Tomorrow morning's hunt found Harry and his decoys in another marsh. Once again desolation covered us. The evening hunt would be our last. It could not end in disappointment. It just couldn't. For me, yes. For Harry, no.
The water was as still as a summer's pond in its quietness when we returned to the marsh we had hunted the first morning. Bob went down to the far end while Joe and I remained fairly close together. And for the last time I put out Harry's decoys. Hope was not gone but it was fading as does the sun at night's approach.
High overhead were endless flights of snow geese heading for the Arkansas and Texas rice fields. Perhaps the mallards were behind them, for something was pushing down the snows.
Standing there alone with my thoughts, I apologized to Harry. When we left home I did so with my mind cluttered with North Dakota mallards swinging into the wind and hanging over his decoys as they had been witness to for so many seasons with Harry. An infestation of wings. Harry's bigness wrapped around his 20 gauge that he shot with such accuracy.
What birds we were seeing were probably home-raised ducks and scattered over all creation.

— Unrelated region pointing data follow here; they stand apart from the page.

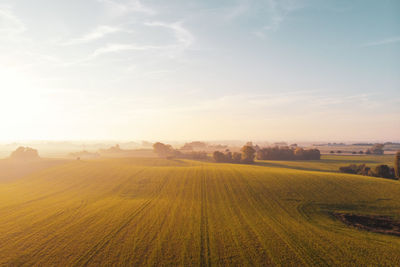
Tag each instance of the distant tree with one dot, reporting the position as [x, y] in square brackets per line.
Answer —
[397, 164]
[383, 171]
[218, 156]
[248, 154]
[377, 149]
[163, 150]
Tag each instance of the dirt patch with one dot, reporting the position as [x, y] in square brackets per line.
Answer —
[377, 224]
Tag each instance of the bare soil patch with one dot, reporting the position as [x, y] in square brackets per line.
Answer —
[373, 223]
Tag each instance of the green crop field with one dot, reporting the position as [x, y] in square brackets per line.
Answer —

Later I would learn that
there was a herd of mallards up north around North Dakota's Devil Lake. Many more still in Canada. They had just not come down. Not yet.
With about an hour until dark, I looked up to see a gadwall crossing the marsh. I pushed Harry's duck call against my lips and began to make music. The bird wheeled to the right and came on the run straight to Harry's decoys. The duck caved-in as scorching steel met feather, flesh and bone. Three more times this happened. Harry's decoys still had charm.
Harry was killing ducks.
Joe was now shooting. So was Bob.
While out retrieving a crippled gadwall that had sailed for about 100 yards before collapsing, a flight of those big red-headed canvasbacks came zipping by me and heading straight for Joe. I yelled. He fired. A handsome drake left formation and plowed into a high weeded bank. It was Joe's first can.
The North Dakota duck hunt had not been a barn burner and the ducks we shot were not mallards but on that final afternoon we packed out short of two birds from having our limit. I was satisfied that Harry finally got to North Dakota. He would enjoy the ride home. Harry will return when green is on the prowl.